No such thing as “just metadata”

This entry was published at least two years ago (originally posted on July 9, 2013). Since that time the information may have become outdated or my beliefs may have changed (in general, assume a more open and liberal current viewpoint). A fuller disclaimer is available.

With all the recent news concerning the NSA’s surveillance programs (Prism et al.), one of the common defenses has been that for at least some of these programs (though not all), the government is “just” collecting metadata.
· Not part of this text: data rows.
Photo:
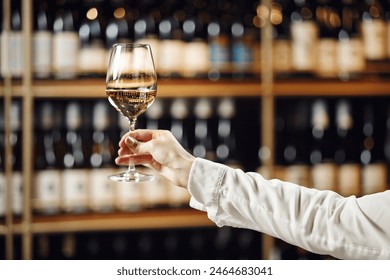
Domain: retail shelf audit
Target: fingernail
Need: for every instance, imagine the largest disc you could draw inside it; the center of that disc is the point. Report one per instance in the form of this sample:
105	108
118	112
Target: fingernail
131	142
For example, should the government access your email records, they might not have access to the content of the email, merely the associated data — like who you communicate with, when, how often, who else is included in the messages, and so on.

Techdirt has a good overview of why the “it’s just metadata” argument is a foolish argument to make — basically, there is a lot of information that can be derived from “just metadata” — but there’s also an MIT project called “Immersion” (noted in the TechDirt article, though I found it elsewhere) that gives a good visualization of what can be learned from a relatively limited dataset.
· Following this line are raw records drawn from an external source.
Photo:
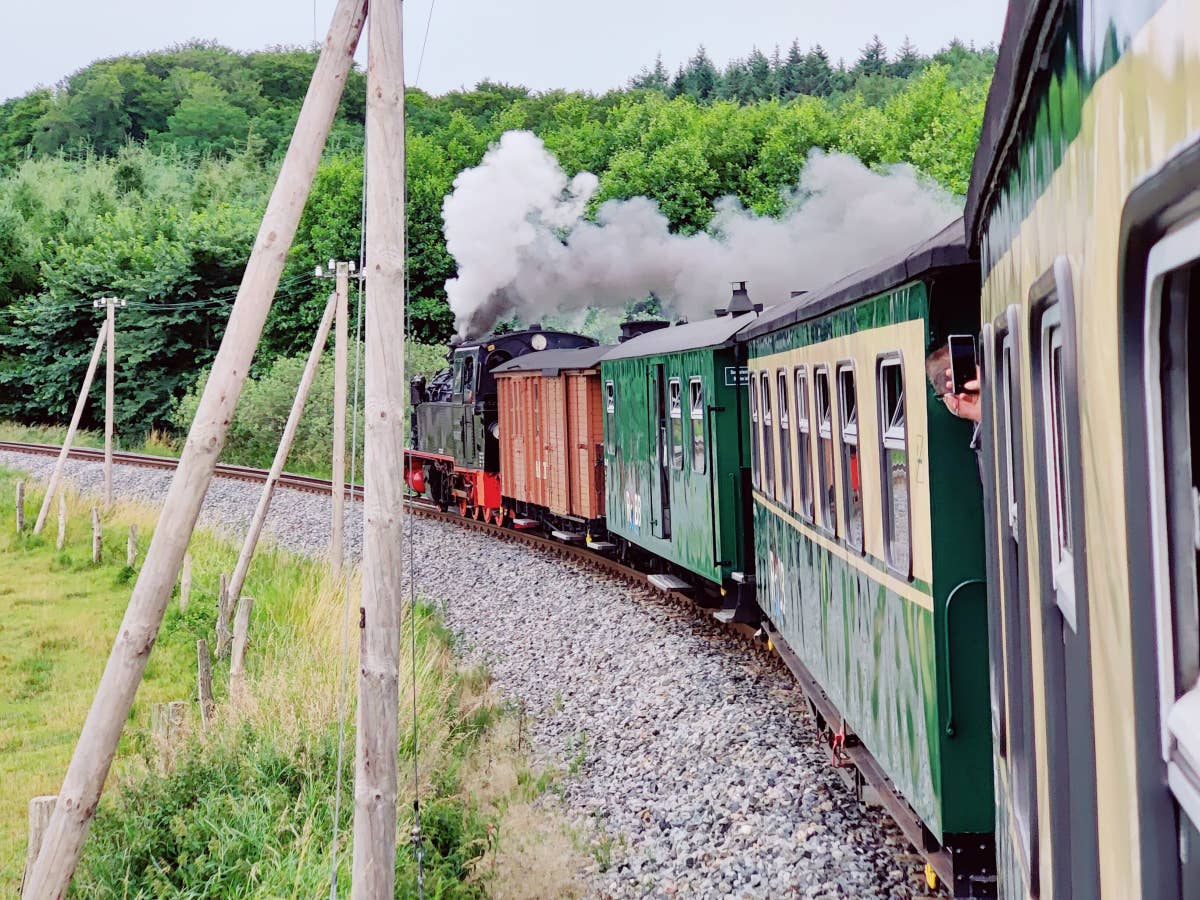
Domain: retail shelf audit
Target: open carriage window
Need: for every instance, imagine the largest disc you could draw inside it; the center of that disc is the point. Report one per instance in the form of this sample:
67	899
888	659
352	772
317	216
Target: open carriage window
803	442
785	441
828	499
894	460
768	437
755	475
676	424
610	411
851	473
696	405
Immersion scans your Gmail account (with your explicit permission, of course), and then runs an analysis on the metadata — not the content — of your email history to create a diagram showing you you communicate with and the connections among them.
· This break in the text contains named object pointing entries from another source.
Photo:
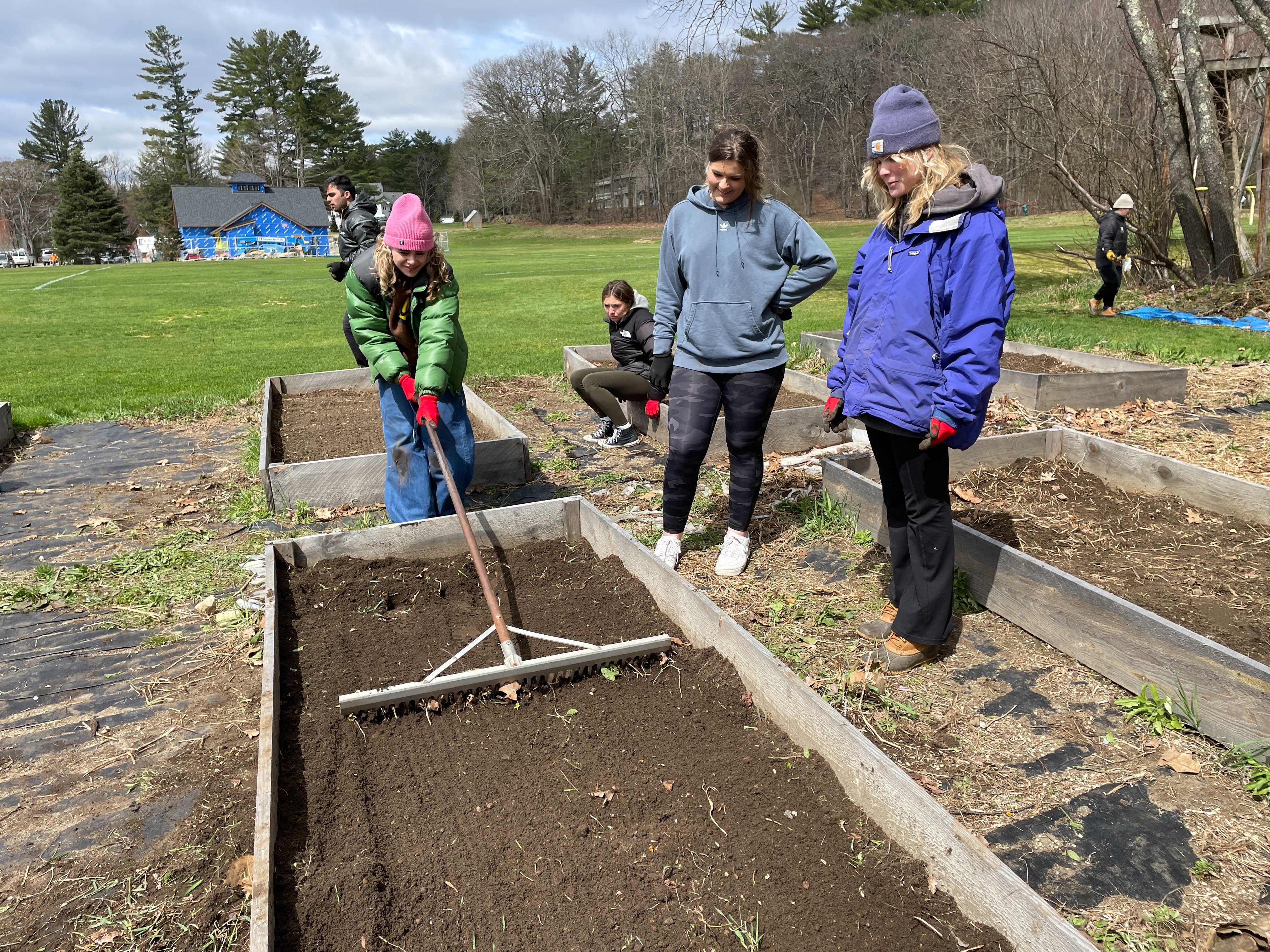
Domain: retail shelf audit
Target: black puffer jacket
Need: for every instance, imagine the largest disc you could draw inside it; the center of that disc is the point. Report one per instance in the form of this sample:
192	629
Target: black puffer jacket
1113	235
358	231
632	342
As an example, here’s my result (with names removed). This is an analysis of almost 52 thousand messages over nearly nine years among 201 separate contacts. Each dot is a single contact, the size of the dot is a measure of how often I’ve communicated with them, and the lines between them show existing relationships between those people (based on messages with multiple recipients).

Immersion Contact Map

In that image, there are two obvious constellations: the blue grouping at the top right are my family and long-time friends; the orange/green/red/brown grouping to the left are my Norwescon contacts. The scattering of purples and yellows are contacts that fall outside of those two primary groups. While there’s not much here of great surprise or import for me, I did already learn one thing of interest — apparently one of my old high school friends has had some amount of contact with one of my Norwescon friends (that’s the single line connecting the two constellations). Now, I have no idea what sort of relationship exists between them — it could be nothing more than my sending a group email that included one and accidentally including the other as part of the group — but some sort of relationship does, and that’s information I didn’t have before.

Now, my metadata is fairly innocuous. But for argument’s sake, suppose I was involved not with Norwescon, but with some other group of people that, for whatever reason, I wanted to keep quiet about. Maybe I’m involved in the local kink scene, and could face repercussions at my job or in my personal life if this became known. Maybe I’m having a gender identity crisis that I’m not comfortable publicly discussing, but have a strong internet-based support group. Maybe I’m part of Anonymous or some similar group, discussing ways to cause mischief. Maybe I’m a whistleblower, and these are my contacts. Maybe I’m a news reporter who has guaranteed anonymity for my sources — but suddenly, this metadata exposes not only who I communicate with, but when and how often, and if there’s a sudden ramp in communication between me and certain contacts in the weeks or months before I break a big story with a lot of anonymous sources, suddenly they’re not so anonymous any more. And, yes, of course, because no list like this would be complete without the modern boogeyman that is the government’s excuse for why this surveillance is necessary — maybe I’m a terrorist. (For the record, I’m none of the above-mentioned things.)

However, of that list of possibilities, terrorism (or, less broadly, investigation of known or suspected crimes) is the only one that the government should really have any interest in, and that’s exactly the kind of investigation that they should be getting warrants for. If they suspect someone, get a warrant, analyze their data, and build a case from there. But analyzing everyone’s data, all the time, without specific need, without specific justification, and without warrants? And then holding on to the data indefinitely, allowing them to troll through it at any time for any reason, whether or not a crime is suspected?

There’s a very good reason why terms like “Orwellian”, “Big Brother”, and “1984” keep coming up in these conversations.